Dans certaines régions du nord de l’Europe, le mois de juin a été le plus sec et le plus chaud jamais enregistré.
Après un mois de juin exceptionnellement chaud, la vague de chaleur qui sévissait au Royaume-Uni s’est poursuivie en juillet. Le 10 de ce mois, le Service météorologique britannique (Met Office) a indiqué que la température était demeurée supérieure ou égale à 28 °C pour la 16e journée consécutive dans certaines régions du pays.

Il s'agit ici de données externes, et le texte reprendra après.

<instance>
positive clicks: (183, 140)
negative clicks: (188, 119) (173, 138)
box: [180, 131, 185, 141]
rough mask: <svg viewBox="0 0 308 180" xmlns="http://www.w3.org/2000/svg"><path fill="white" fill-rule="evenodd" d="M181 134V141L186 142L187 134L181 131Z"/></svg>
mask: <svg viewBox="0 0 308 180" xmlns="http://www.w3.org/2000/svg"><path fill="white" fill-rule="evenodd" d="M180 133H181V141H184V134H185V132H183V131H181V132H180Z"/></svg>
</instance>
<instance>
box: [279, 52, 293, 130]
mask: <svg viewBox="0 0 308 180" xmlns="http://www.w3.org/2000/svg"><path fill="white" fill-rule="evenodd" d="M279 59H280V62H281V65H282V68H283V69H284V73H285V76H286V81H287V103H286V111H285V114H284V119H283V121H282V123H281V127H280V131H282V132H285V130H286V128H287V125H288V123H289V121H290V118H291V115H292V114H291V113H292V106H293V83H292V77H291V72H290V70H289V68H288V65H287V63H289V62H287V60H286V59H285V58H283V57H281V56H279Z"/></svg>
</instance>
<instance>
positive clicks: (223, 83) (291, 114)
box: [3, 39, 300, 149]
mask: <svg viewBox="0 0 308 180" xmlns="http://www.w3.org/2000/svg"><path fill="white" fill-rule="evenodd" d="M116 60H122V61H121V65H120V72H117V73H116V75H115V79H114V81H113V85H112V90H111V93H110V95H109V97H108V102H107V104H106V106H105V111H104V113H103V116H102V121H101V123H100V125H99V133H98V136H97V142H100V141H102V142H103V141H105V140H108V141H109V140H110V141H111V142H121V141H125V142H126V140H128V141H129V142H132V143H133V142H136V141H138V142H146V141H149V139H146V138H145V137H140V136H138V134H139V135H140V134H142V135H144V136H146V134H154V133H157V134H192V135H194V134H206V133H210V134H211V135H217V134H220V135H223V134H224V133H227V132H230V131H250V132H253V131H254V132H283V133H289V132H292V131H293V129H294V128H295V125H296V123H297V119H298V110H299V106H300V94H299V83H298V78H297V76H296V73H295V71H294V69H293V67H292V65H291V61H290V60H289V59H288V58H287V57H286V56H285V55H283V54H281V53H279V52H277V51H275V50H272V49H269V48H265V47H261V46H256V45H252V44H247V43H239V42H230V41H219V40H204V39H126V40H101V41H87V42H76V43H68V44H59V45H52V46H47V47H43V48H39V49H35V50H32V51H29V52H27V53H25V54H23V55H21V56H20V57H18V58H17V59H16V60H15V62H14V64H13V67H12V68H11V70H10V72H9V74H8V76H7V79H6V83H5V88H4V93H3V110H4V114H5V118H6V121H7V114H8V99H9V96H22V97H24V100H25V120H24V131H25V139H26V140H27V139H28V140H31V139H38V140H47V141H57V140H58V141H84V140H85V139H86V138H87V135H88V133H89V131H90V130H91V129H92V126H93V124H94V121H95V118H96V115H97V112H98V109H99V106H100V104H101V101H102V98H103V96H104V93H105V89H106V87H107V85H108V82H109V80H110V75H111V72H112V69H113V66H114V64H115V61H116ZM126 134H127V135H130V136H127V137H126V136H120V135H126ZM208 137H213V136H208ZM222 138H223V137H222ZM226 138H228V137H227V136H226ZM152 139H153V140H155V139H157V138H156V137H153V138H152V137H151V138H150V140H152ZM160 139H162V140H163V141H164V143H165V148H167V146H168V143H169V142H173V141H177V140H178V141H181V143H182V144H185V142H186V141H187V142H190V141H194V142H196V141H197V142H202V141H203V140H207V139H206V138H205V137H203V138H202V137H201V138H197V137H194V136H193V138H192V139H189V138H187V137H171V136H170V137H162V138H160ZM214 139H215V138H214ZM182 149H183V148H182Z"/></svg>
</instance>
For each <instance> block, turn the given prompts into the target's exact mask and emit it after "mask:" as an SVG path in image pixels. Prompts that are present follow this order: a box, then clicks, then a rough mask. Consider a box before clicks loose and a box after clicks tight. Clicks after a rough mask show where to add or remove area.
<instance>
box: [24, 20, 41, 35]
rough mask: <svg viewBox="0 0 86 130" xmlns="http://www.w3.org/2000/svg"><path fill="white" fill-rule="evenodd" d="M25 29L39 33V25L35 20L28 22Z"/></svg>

Un mois de juin parmi les plus chauds jamais enregistrés
Selon le Service Copernicus de surveillance des changements climatiques du Centre européen pour les prévisions météorologiques à moyen terme (CEPMMT), à l’échelle du globe, juin s’est placé au deuxième rang des mois de juin les plus chauds jamais enregistrés. Jusqu’à présent, l’année en cours est la plus chaude année La Niña jamais observée.

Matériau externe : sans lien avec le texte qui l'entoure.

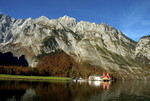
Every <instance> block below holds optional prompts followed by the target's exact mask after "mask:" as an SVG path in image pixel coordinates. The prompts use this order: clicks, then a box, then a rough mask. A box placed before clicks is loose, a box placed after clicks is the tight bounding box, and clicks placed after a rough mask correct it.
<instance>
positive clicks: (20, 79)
mask: <svg viewBox="0 0 150 101" xmlns="http://www.w3.org/2000/svg"><path fill="white" fill-rule="evenodd" d="M7 79H9V80H10V79H12V80H40V81H41V80H70V78H67V77H51V76H23V75H7V74H0V80H7Z"/></svg>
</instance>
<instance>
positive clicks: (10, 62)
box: [0, 52, 28, 66]
mask: <svg viewBox="0 0 150 101" xmlns="http://www.w3.org/2000/svg"><path fill="white" fill-rule="evenodd" d="M0 65H8V66H9V65H16V66H28V62H27V60H26V59H25V56H24V55H22V56H20V57H19V59H18V58H17V57H15V56H13V54H12V53H11V52H8V53H0Z"/></svg>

Outre les températures exceptionnellement élevées relevées dans une grande partie du nord de la Sibérie en juin 2018, la température était également nettement supérieure à la normale dans la majeure partie des États-Unis, dans le centre du Canada, en Afrique du Nord, au Moyen-Orient et dans le nord de la Chine.

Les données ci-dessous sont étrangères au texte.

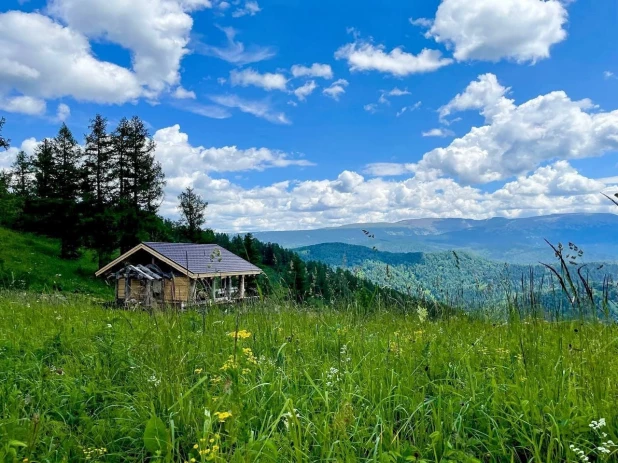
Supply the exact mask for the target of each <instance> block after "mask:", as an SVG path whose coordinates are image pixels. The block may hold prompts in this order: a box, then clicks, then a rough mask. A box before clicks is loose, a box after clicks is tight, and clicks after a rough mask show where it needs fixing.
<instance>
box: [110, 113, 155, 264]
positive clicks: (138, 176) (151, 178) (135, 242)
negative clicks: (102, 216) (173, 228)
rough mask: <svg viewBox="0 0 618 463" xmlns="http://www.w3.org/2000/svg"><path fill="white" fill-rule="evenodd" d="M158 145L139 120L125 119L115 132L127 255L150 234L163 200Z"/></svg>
mask: <svg viewBox="0 0 618 463" xmlns="http://www.w3.org/2000/svg"><path fill="white" fill-rule="evenodd" d="M154 151H155V143H154V140H152V138H151V137H150V134H149V133H148V129H146V126H145V124H144V123H143V121H142V120H141V119H139V118H138V117H134V118H132V119H131V120H130V121H128V120H126V119H123V120H122V121H120V124H119V126H118V128H117V129H116V131H115V132H114V169H113V171H114V173H115V175H116V178H117V181H118V184H119V194H118V201H117V207H116V210H117V213H118V216H119V220H120V230H121V233H120V249H121V251H122V252H125V251H128V250H129V249H131V248H132V247H133V246H135V245H136V244H138V243H139V242H140V241H141V240H142V239H145V238H148V237H149V236H150V235H151V234H150V233H149V228H152V227H155V225H156V224H155V222H156V213H157V212H158V210H159V206H160V201H161V199H162V197H163V187H164V186H165V176H164V174H163V170H162V168H161V165H160V164H159V162H157V160H156V159H155V157H154Z"/></svg>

Dans les États contigus des États-Unis, le mois de juin se classe au troisième rang des mois de juin les plus chauds. Mais de nombreuses régions du pays ont enregistré des températures minimales nocturnes nettement supérieures à la normale, selon les centres nationaux d’information sur l’environnement (NECI). En 2018 (au 9 juillet), les États-Unis avaient subi 6 épisodes météorologiques et climatologiques extrêmes, qui ont chacun entraîné des pertes supérieures à 1 milliard de dollars des États-Unis: 4 fortes tempêtes et 2 tempêtes hivernales. Dans l’ensemble, ces phénomènes ont fait 36 victimes et ont eu des conséquences économiques considérables sur les régions touchées.
Liens avec les changements climatiques
Le nombre d’épisodes de chaleur et de précipitations extrêmes augmente en raison des changements climatiques. Même s’il n’est pas possible d’établir un lien de cause à effet entre les changements climatiques et les phénomènes extrêmes observés en juin et en juillet, ces derniers s’inscrivent dans la tendance générale à long terme due à la hausse des concentrations de gaz à effet de serre.
Les études récentes sont nombreuses à montrer que la probabilité d’occurrence des phénomènes extrêmes avait, directement ou indirectement, subi l’influence des activités humaines. Sur 131 études publiées de 2011 à 2016 dans le Bulletin of the American Meteorological Society, 65 % ont permis de déterminer que la probabilité d’occurrence de ces phénomènes dépendait fortement des activités anthropiques.
L’influence des activités humaines sur les précipitations extrêmes s’est avérée plus difficile à déterminer. Certaines études ont montré que la probabilité d’occurrence de certains épisodes de précipitations extrêmes augmentait, le plus souvent indirectement, en raison des changements climatiques, mais pour un grand nombre d’autres études, les résultats ne sont pas concluants, car, d’une part, le signal associé au climat à long terme pour les extrêmes de précipitation est moins clair que pour la température et, d’autre part, les épisodes de précipitations extrêmes se déroulent généralement à des échelles spatiales plus courtes que ceux de chaleur extrême. De nos jours, les études sur la détermination des causes sont surtout effectuées sous forme de travaux de recherche publiés dans des revues à comité de lecture.